Background Eftilagimod alpha (EF) is a soluble LAG-3 protein (LAG-3Ig) that binds to a subset of MHC class II molecules and mediates activation of antigen-presenting cells followed by T-cells. AIPAC investigated EF + paclitaxel (PA). We hereby report exploratory biomarker and multivariate analyses. Methods This double-blinded, 1:1 randomized phase IIb trial enrolled pts with HR+ HER2- MBC. Pts received PA (80 mg/m2 IV on D1, D8, D15) + EF (30 mg) or placebo (PL) on D2, D16 per cycle (28 days) for 24 wks + EF/PL for 52 wks. Exploratory EPs were potential biomarkers and their correlation to efficacy. Multivariate analysis used backward selection p>0.15 (univariate cox model). Blood cell subsets (CD4; CD8, PBMCs, monocytes) & Th1 biomarker CXCL-10 were measured centrally. Comparison was done using 2-sided Wilcoxon test. Results 226 pts [efti n=114; placebo n=112] were included. Pts were endocrine resistant (84%), pre-treated with CDK4/6 inhibitors (44.2%). Post-study treatment was similar.
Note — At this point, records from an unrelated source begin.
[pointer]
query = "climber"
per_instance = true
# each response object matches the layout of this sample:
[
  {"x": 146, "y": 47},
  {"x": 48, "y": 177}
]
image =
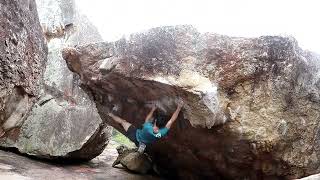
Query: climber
[{"x": 152, "y": 130}]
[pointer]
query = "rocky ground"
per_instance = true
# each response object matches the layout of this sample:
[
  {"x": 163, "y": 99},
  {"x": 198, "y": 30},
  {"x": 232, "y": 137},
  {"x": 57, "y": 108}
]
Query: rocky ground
[{"x": 14, "y": 166}]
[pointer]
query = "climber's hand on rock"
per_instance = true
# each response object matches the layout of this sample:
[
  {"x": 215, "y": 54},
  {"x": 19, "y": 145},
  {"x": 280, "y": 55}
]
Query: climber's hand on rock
[
  {"x": 154, "y": 106},
  {"x": 180, "y": 103}
]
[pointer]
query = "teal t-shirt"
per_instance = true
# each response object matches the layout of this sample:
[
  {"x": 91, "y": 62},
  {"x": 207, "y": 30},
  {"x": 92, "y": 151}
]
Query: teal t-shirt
[{"x": 146, "y": 135}]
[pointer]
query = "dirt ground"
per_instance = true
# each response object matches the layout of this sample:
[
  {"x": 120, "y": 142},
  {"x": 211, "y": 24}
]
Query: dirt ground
[{"x": 17, "y": 167}]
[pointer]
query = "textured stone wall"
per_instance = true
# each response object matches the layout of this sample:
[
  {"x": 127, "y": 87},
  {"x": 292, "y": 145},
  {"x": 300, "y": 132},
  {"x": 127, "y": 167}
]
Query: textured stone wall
[{"x": 251, "y": 104}]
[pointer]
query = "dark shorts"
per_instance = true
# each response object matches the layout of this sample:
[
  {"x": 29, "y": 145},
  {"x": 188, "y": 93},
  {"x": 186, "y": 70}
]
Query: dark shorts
[{"x": 131, "y": 134}]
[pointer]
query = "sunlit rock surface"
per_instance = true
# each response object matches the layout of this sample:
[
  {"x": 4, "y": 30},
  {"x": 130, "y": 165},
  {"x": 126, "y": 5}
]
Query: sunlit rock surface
[
  {"x": 251, "y": 104},
  {"x": 64, "y": 122}
]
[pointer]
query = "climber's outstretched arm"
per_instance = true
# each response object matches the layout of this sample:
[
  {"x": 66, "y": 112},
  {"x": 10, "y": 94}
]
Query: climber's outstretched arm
[
  {"x": 121, "y": 121},
  {"x": 149, "y": 116},
  {"x": 174, "y": 115}
]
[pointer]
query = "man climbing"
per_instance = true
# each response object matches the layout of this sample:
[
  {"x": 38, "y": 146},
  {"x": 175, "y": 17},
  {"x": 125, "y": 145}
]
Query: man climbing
[{"x": 152, "y": 130}]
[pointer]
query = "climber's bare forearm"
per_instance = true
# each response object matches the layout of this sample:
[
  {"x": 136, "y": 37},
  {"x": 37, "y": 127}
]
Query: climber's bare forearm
[{"x": 149, "y": 116}]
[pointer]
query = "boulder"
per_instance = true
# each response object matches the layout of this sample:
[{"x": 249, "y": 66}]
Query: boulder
[
  {"x": 64, "y": 122},
  {"x": 23, "y": 54},
  {"x": 251, "y": 104},
  {"x": 133, "y": 160}
]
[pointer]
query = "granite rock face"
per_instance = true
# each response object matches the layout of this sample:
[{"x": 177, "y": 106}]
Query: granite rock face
[
  {"x": 23, "y": 53},
  {"x": 133, "y": 160},
  {"x": 251, "y": 104},
  {"x": 64, "y": 122}
]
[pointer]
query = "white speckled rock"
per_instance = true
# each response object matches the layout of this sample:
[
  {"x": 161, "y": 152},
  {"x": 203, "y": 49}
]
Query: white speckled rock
[
  {"x": 64, "y": 123},
  {"x": 251, "y": 104}
]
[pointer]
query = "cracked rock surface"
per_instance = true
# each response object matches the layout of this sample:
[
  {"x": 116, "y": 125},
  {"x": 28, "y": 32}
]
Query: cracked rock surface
[
  {"x": 63, "y": 121},
  {"x": 251, "y": 104}
]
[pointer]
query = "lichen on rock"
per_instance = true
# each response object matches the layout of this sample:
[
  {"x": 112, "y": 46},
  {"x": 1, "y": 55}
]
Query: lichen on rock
[{"x": 251, "y": 104}]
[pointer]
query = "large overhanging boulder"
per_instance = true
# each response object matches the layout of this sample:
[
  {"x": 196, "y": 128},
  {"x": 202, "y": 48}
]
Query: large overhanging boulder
[
  {"x": 64, "y": 122},
  {"x": 23, "y": 53},
  {"x": 251, "y": 104}
]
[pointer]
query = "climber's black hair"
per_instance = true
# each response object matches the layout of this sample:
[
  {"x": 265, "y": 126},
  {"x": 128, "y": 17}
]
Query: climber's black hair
[{"x": 160, "y": 120}]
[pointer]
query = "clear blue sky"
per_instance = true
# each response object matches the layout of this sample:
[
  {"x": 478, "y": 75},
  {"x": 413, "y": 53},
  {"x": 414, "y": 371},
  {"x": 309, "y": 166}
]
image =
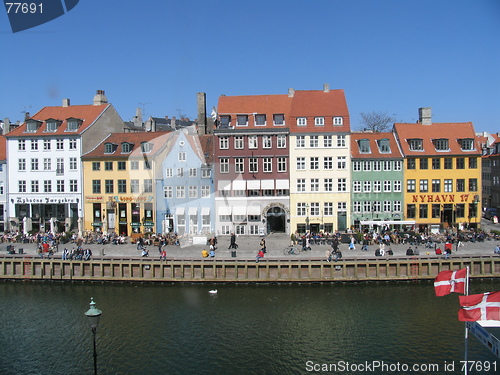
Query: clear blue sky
[{"x": 392, "y": 56}]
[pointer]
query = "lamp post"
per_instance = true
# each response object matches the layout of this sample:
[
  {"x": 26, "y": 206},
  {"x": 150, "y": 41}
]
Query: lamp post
[{"x": 94, "y": 314}]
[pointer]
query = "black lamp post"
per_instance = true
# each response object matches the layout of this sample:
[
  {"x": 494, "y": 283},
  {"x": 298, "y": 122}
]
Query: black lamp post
[{"x": 94, "y": 314}]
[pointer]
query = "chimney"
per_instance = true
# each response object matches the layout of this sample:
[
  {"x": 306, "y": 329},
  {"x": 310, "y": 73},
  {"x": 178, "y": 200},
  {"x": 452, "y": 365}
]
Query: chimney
[
  {"x": 425, "y": 116},
  {"x": 100, "y": 98},
  {"x": 201, "y": 99}
]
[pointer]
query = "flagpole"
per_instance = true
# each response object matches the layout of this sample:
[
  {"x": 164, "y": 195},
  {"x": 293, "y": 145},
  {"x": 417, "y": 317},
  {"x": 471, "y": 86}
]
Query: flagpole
[{"x": 466, "y": 370}]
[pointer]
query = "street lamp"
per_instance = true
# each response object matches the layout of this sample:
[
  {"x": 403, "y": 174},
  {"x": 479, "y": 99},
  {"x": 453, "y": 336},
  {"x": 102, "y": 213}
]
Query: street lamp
[{"x": 94, "y": 314}]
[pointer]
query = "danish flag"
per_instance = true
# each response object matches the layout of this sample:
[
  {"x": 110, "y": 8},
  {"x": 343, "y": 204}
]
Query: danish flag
[
  {"x": 450, "y": 281},
  {"x": 475, "y": 307}
]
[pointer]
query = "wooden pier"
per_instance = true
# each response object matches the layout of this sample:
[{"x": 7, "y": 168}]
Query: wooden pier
[{"x": 219, "y": 270}]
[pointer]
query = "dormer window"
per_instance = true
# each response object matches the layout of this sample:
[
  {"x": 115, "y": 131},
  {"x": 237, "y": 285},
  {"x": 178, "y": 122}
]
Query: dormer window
[
  {"x": 467, "y": 144},
  {"x": 416, "y": 144},
  {"x": 145, "y": 147},
  {"x": 364, "y": 146},
  {"x": 383, "y": 146},
  {"x": 32, "y": 126},
  {"x": 109, "y": 148},
  {"x": 73, "y": 124},
  {"x": 441, "y": 144},
  {"x": 225, "y": 121},
  {"x": 126, "y": 147}
]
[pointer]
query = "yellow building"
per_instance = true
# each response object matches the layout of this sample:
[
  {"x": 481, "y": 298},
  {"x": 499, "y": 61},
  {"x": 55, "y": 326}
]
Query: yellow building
[
  {"x": 119, "y": 182},
  {"x": 442, "y": 173}
]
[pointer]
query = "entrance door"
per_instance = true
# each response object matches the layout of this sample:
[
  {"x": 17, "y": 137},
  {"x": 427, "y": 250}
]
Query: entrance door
[{"x": 276, "y": 220}]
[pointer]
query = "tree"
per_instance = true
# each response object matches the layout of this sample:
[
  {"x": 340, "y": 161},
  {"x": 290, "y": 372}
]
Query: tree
[{"x": 376, "y": 121}]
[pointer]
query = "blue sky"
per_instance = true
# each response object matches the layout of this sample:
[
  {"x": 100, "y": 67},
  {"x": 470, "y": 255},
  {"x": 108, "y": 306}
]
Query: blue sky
[{"x": 391, "y": 56}]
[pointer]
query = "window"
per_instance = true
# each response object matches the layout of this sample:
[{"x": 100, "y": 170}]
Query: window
[
  {"x": 301, "y": 121},
  {"x": 267, "y": 141},
  {"x": 224, "y": 165},
  {"x": 122, "y": 186},
  {"x": 328, "y": 184},
  {"x": 364, "y": 146},
  {"x": 341, "y": 162},
  {"x": 436, "y": 186},
  {"x": 281, "y": 141},
  {"x": 313, "y": 141},
  {"x": 47, "y": 186},
  {"x": 134, "y": 186},
  {"x": 301, "y": 163},
  {"x": 314, "y": 184},
  {"x": 253, "y": 166},
  {"x": 268, "y": 165},
  {"x": 327, "y": 141},
  {"x": 279, "y": 119},
  {"x": 441, "y": 145},
  {"x": 328, "y": 162},
  {"x": 282, "y": 164},
  {"x": 180, "y": 192},
  {"x": 314, "y": 162},
  {"x": 34, "y": 187},
  {"x": 168, "y": 192},
  {"x": 448, "y": 186},
  {"x": 252, "y": 141},
  {"x": 238, "y": 142},
  {"x": 410, "y": 186},
  {"x": 148, "y": 185},
  {"x": 424, "y": 163},
  {"x": 300, "y": 141},
  {"x": 260, "y": 120},
  {"x": 436, "y": 163},
  {"x": 415, "y": 144},
  {"x": 108, "y": 165},
  {"x": 96, "y": 186},
  {"x": 109, "y": 186},
  {"x": 424, "y": 186},
  {"x": 224, "y": 143},
  {"x": 241, "y": 120}
]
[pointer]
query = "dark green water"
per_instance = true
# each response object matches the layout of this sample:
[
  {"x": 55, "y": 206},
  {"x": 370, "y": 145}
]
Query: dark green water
[{"x": 244, "y": 329}]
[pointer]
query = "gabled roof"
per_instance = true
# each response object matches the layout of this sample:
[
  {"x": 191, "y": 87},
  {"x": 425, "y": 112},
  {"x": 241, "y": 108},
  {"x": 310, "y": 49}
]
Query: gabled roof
[
  {"x": 454, "y": 132},
  {"x": 158, "y": 141},
  {"x": 373, "y": 139},
  {"x": 88, "y": 113}
]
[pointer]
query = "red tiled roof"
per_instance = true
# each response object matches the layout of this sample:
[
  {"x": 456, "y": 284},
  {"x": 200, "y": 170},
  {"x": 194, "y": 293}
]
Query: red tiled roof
[
  {"x": 87, "y": 113},
  {"x": 451, "y": 131},
  {"x": 375, "y": 151}
]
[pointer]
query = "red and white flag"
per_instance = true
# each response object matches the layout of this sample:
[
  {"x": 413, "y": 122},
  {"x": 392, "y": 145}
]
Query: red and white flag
[
  {"x": 475, "y": 307},
  {"x": 450, "y": 281}
]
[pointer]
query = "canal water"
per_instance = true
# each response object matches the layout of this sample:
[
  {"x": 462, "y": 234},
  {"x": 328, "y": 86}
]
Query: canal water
[{"x": 243, "y": 329}]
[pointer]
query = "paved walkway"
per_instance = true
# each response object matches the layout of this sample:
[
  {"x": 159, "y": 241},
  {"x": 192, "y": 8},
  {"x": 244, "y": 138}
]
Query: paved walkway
[{"x": 249, "y": 246}]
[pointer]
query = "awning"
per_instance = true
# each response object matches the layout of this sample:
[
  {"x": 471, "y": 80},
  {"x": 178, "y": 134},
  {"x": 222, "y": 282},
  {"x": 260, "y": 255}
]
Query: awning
[
  {"x": 239, "y": 185},
  {"x": 253, "y": 184},
  {"x": 267, "y": 184},
  {"x": 282, "y": 184},
  {"x": 224, "y": 185},
  {"x": 224, "y": 210},
  {"x": 240, "y": 210},
  {"x": 253, "y": 210}
]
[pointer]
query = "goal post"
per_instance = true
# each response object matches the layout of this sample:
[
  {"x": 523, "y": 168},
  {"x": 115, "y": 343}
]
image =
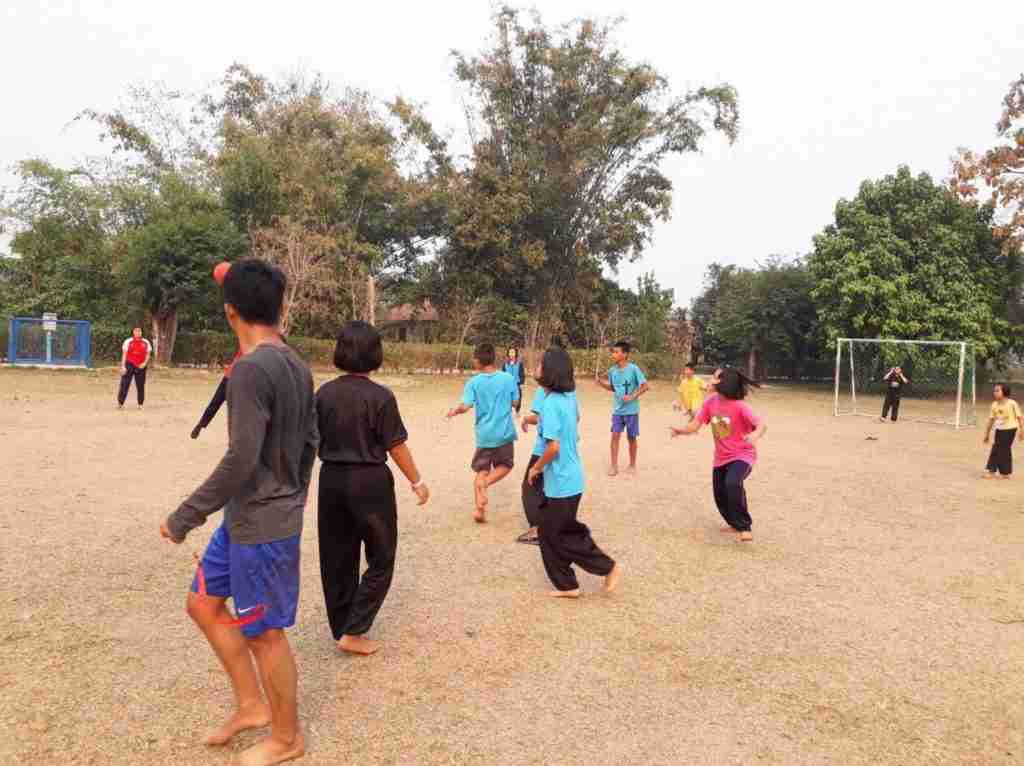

Safety/efficacy were reported at SABCS 2020 #132; SITC 2021 #948 In the multivariate predictive model 4 groups (high Neutrophil/Lymphocyte Ratio [NLR]; no prior taxanes; low monocytes and <5 yrs since diagnosis) were significant for OS (Table) On treatment mean fold-changes of monocytes (5.81 vs. 2.29; p=0.025), PBMCs (2.00 vs. 1.41; p=0.041), T cells (2.28 vs. 1.48; p=0.086), & CXCL10 (2.78 vs. 1.56; p=0.06) were significantly higher (EF vs PL) and linked to higher OS. Post baseline CD4 (median 896/μl vs. 736 μl; p=0.038) & CD8 (median 377/μl vs. 223 μl; p=0.005) T cell count increased significantly in pts with higher OS EF vs. PL. Conclusions EF + PA elicits significant effects on different immune cells which is significantly associated with higher OS. Multivariate analysis identified potential target populations for phase III.